Canon EF 24-70mm f/4 USM L IS - Full Format Review / Test Report - Analysis
Lens Reviews - Canon EOS (Full Format)


The distortion characteristic is above average (=lower) for a lens in this class although it still produces a medium barrel distortion at 24mm (~2.4%). This eases towards the middle of the zoom range. At 40mm images are basically distortion-free whereas there is a pincushion type of distortion again at 70mm (~0.7%).

Move the mouse cursor over the focal length text marks below to observe the respective distortion
24mm 40mm 70mm


The vignetting is comparatively low within the full format scope. There's still a heavy amount of light fall-off at 24mm @ f/4 (~1.9EV) which will be readily visible in field images. The issue is better controlled at 40mm and 70mm although it's still far from being insignificant at f/4. Stopping down to f/5.6 resolves most of the issue at 40mm/70mm but the fall-off remains fairly high at 24mm - even at f/11 (~0.9EV).

MTF (resolution)

The resolution characteristic of the Canon EF 24-70mm f/4 USM L IS is impressively high and even throughout the zoom range. The center performance is already excellent at f/4 followed by very good borders and good to very good corners. Stopping down to f/5.6 or f/8 results in a slight increase in performance (on this high level). Diffraction effects reduce the quality from f/11 onward at all focal lengths - this is simply a physical limitation. However, even so the results are still on a very good level here.

The lens showed only a minor degree of field curvature. The centering quality of the tested sample was acceptable but not great.

Please note that the MTF results are not directly comparable across the different systems!

Below is a simplified summary of the formal findings. The chart shows line widths per picture height (LW/PH) which can be taken as a measure for sharpness. If you want to know more about the MTF50 figures you may check out the corresponding Imatest Explanations

Chromatic Aberrations (CAs)

Lateral chromatic aberrations (color shadows at hard contrast transitions) are very well controlled with a peak of 0.7px on the average at the image borders. This is usually nothing to worry about then.


Normally we don't really formally test the bokeh quality of "slow" lenses such as the EF 24-70mm f/4 USM L IS but given its professional nature it's relevant for many customers.

Out-of-focus highlights show a near-circular shape at large aperture settings but the inner zone of these "discs" is quite busy/nervous albeit this is slightly better than in the EF 24-70mm f/2.8 USM L II. The circular shape remains mostly intact till about f/8 (tested at 70mm).

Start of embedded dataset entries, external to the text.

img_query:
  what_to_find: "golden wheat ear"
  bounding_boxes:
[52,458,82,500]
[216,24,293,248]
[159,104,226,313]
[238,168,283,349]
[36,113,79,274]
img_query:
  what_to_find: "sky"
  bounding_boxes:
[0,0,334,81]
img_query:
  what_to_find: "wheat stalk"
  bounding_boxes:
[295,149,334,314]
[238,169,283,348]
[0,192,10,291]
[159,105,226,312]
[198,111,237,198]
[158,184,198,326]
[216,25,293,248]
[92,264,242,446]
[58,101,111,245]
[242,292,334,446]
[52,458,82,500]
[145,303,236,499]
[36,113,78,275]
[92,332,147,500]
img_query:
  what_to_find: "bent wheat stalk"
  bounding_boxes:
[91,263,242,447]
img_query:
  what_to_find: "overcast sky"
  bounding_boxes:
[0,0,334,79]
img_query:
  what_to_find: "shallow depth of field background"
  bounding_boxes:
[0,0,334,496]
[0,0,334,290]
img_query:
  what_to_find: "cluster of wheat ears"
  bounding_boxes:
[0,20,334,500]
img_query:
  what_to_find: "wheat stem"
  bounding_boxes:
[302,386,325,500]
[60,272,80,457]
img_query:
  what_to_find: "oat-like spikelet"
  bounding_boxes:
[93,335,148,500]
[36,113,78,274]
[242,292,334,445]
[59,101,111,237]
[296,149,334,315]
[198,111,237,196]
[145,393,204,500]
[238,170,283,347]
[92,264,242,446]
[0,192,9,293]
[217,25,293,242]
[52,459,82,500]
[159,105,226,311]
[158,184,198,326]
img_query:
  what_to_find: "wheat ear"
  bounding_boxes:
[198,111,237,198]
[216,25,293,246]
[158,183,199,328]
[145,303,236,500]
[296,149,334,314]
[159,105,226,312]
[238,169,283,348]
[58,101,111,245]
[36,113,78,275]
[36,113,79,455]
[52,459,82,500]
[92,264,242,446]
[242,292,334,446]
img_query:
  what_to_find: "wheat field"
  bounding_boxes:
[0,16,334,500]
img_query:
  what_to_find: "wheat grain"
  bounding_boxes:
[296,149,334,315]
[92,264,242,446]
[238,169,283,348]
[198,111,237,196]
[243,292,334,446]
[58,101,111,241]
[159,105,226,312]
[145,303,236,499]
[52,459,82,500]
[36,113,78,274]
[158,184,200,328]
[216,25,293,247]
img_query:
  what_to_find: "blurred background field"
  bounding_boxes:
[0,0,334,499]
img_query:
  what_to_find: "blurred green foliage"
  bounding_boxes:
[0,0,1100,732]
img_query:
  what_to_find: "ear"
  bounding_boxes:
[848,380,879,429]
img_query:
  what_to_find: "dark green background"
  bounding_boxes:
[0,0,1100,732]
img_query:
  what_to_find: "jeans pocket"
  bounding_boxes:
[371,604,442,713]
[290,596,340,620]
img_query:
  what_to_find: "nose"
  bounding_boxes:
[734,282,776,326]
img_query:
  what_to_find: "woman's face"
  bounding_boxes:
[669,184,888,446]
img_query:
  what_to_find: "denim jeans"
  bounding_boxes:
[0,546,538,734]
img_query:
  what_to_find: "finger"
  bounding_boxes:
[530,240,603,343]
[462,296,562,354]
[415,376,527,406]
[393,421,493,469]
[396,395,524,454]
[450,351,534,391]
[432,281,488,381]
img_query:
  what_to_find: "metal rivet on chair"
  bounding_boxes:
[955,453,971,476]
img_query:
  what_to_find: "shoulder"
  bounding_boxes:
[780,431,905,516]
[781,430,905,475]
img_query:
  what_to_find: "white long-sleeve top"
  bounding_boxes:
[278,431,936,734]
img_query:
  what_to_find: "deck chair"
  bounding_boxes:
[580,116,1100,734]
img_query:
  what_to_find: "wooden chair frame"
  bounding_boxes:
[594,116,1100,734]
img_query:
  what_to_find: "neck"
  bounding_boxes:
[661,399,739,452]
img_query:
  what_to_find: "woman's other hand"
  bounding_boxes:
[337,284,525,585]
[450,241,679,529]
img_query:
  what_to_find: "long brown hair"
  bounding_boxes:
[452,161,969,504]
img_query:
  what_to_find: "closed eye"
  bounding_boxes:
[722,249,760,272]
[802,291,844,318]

As usual the highlight discs deteriorate a bit in the border region - below is a sample crop showing the usual "cat's eyes" here. Stopping down reduces the issue.

The quality of the blur in the focus transition zone is good for a standard zoom lens. It's pretty smooth in the background (left crop below) and slightly more nervous in the less critical foreground.

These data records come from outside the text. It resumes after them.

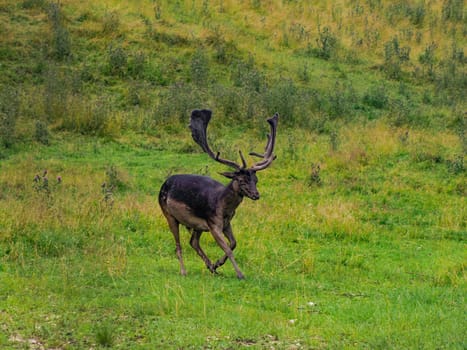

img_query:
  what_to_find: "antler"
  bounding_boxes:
[250,113,279,171]
[190,109,241,170]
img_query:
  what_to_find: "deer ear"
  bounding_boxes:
[219,171,235,179]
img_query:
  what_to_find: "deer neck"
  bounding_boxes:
[221,181,243,213]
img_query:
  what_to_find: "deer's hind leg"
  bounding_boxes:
[166,214,186,276]
[190,229,216,273]
[214,225,237,269]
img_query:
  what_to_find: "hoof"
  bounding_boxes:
[206,265,217,275]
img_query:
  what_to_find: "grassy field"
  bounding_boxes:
[0,0,467,350]
[0,125,467,349]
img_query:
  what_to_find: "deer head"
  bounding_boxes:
[190,109,279,200]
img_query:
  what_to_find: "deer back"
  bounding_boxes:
[159,175,225,220]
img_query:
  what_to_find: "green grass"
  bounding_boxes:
[0,0,467,349]
[0,125,466,349]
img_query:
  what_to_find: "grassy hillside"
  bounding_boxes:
[0,0,467,349]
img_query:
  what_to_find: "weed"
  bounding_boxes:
[0,88,19,148]
[264,79,299,125]
[442,0,464,22]
[102,11,120,34]
[418,42,438,80]
[152,0,162,21]
[313,27,338,60]
[34,120,50,145]
[308,163,322,187]
[107,45,128,76]
[128,51,147,78]
[190,48,209,87]
[95,323,115,348]
[327,81,357,118]
[21,0,47,9]
[363,85,389,109]
[383,37,410,80]
[48,2,71,60]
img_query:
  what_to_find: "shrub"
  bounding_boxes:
[107,45,128,76]
[327,81,357,118]
[102,11,120,34]
[48,2,71,59]
[264,79,299,125]
[0,88,19,148]
[313,27,338,60]
[128,51,146,78]
[363,85,389,109]
[383,37,410,79]
[190,48,209,87]
[418,42,437,80]
[230,56,265,92]
[34,120,50,145]
[442,0,464,22]
[43,65,70,121]
[154,83,206,123]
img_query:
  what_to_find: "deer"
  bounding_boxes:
[159,109,279,279]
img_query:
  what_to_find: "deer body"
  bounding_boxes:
[159,175,243,232]
[159,110,277,279]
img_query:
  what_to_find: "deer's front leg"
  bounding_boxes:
[209,226,245,279]
[164,213,186,276]
[214,224,237,269]
[190,230,216,273]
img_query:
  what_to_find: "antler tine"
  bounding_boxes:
[250,113,279,171]
[190,109,241,170]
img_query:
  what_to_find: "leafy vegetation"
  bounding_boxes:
[0,0,467,349]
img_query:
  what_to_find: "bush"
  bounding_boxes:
[230,57,265,92]
[383,37,410,79]
[102,11,120,34]
[313,27,338,60]
[363,85,389,109]
[154,83,206,123]
[107,45,128,76]
[0,88,19,148]
[48,2,71,59]
[264,79,299,125]
[190,48,209,87]
[34,120,50,145]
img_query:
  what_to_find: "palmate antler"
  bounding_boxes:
[190,109,279,171]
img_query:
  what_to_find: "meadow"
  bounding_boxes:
[0,0,467,349]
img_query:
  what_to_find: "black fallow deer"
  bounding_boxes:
[159,109,279,279]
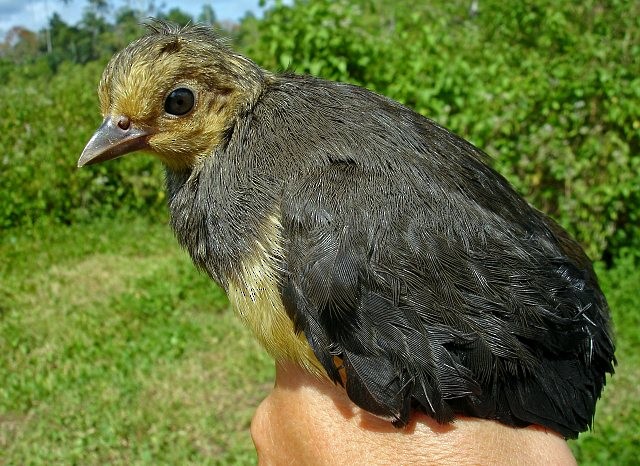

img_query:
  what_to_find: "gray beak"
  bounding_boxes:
[78,117,153,167]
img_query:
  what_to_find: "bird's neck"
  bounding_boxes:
[167,155,280,289]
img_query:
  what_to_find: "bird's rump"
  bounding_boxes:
[255,76,611,436]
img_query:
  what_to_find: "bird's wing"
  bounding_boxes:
[281,160,606,435]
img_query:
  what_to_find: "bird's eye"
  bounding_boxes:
[164,87,196,116]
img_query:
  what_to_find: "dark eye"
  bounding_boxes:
[164,87,196,116]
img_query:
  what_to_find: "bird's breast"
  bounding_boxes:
[227,215,325,376]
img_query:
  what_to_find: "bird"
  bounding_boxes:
[78,21,616,438]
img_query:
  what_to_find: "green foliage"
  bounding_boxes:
[0,60,164,228]
[240,0,640,258]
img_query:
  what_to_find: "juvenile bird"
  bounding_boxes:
[78,22,615,437]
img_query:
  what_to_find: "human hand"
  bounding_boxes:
[251,364,576,466]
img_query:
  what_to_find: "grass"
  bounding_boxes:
[0,217,273,464]
[0,215,640,465]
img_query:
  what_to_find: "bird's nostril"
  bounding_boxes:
[118,117,131,131]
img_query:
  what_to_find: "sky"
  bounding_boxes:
[0,0,268,39]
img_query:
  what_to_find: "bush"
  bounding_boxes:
[0,61,164,228]
[240,0,640,258]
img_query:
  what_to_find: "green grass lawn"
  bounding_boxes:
[0,219,640,465]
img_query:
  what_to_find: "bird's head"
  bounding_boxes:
[78,22,266,169]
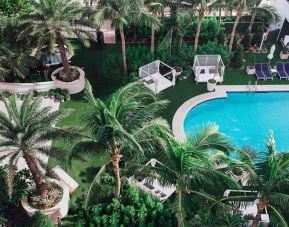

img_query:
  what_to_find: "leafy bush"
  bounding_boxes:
[198,41,232,65]
[0,167,32,208]
[252,25,264,47]
[27,211,54,227]
[231,45,244,68]
[76,183,175,226]
[241,29,252,51]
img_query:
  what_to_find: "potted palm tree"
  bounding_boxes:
[19,0,94,82]
[0,94,72,220]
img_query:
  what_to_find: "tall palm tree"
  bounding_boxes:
[69,82,170,197]
[0,95,72,198]
[129,125,239,226]
[147,2,164,54]
[19,0,93,81]
[209,133,289,227]
[95,0,159,75]
[228,0,277,52]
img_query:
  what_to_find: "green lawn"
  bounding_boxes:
[49,35,289,204]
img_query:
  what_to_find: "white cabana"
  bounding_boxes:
[139,60,176,94]
[129,159,176,202]
[192,55,225,83]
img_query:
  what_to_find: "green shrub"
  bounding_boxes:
[198,41,232,65]
[76,182,176,226]
[241,29,252,51]
[27,211,54,227]
[231,45,244,68]
[252,25,264,47]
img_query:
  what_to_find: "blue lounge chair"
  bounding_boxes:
[255,64,266,80]
[262,64,273,80]
[276,63,289,80]
[283,63,289,78]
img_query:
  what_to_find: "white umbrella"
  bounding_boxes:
[267,44,276,63]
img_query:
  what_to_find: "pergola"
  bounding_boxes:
[139,60,176,94]
[192,55,225,83]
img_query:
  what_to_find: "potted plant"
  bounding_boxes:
[174,67,183,76]
[207,79,217,91]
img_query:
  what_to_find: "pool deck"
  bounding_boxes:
[172,84,289,142]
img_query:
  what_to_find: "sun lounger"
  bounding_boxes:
[261,64,273,80]
[284,63,289,78]
[255,64,266,80]
[276,63,289,80]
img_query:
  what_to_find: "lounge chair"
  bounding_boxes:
[284,63,289,77]
[276,63,289,80]
[261,64,273,80]
[255,64,266,80]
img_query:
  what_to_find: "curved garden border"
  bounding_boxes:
[0,68,85,94]
[172,84,289,142]
[21,179,70,221]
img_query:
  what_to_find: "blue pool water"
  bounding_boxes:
[184,92,289,151]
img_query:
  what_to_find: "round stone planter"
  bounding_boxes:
[21,179,69,222]
[207,79,217,91]
[51,67,85,94]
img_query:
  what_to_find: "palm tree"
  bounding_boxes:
[69,82,170,197]
[209,133,289,227]
[147,2,164,54]
[0,95,72,198]
[19,0,92,81]
[95,0,159,75]
[228,0,277,52]
[128,124,239,226]
[194,0,208,51]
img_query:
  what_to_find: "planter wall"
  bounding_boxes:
[51,67,85,94]
[0,68,85,94]
[21,179,70,222]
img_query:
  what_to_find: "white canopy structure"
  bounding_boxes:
[192,55,225,83]
[129,159,176,202]
[139,60,176,94]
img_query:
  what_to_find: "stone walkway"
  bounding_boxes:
[172,84,289,142]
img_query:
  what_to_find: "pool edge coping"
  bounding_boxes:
[172,84,289,142]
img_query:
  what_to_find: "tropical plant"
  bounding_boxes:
[0,94,72,201]
[95,0,159,75]
[147,2,164,54]
[75,182,175,226]
[19,0,93,81]
[128,124,239,226]
[212,133,289,227]
[229,0,278,52]
[69,82,170,197]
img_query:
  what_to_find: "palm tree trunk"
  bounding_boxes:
[55,31,72,80]
[23,152,48,198]
[151,25,155,54]
[111,145,122,197]
[248,11,256,32]
[229,11,243,52]
[119,24,129,76]
[194,11,204,52]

Bokeh Fringing / Longitudinal Chromatic Aberrations (LoCA)

Bokeh fringing isn't really a substantial issue in slow speed lenses anymore. The EF 24-70mm f/4 USM L IS shows very marginal traces at f/4 but they are gone at f/5.6.

However, when browsing through the sample crops below you will notice two things:

  • the macro performance is not all that great at 70mm @ f/4. There is no really sharp spot here in this image. To be fair - it looks very sharp at f/8 though.
  • the focus point shifts SUBSTANTIALLY when stopping down. Or in other words: the lens suffers from residual spherical aberrations (RSA). In close focus situations this is rather poisonous and the problem was affecting images taken at more conventional distances. The user who supplied the lens checked this behavior with a 2nd lens and this focus characteristic was the same here. This is NOT (sufficiently) compensated by the AF. We did AF reference checks during the MTF analysis and there's a decrease in measured resolution (= increase in focus shift) from f/4 to smaller apertures.

Note: The AF was, of course, deactivated during the testing procedure here.

Move the mouse cursor over the f-stop marks below to observe the respective LoCAs
f/4 f/5.6 f/8

These sample portions were taken at ~70mm.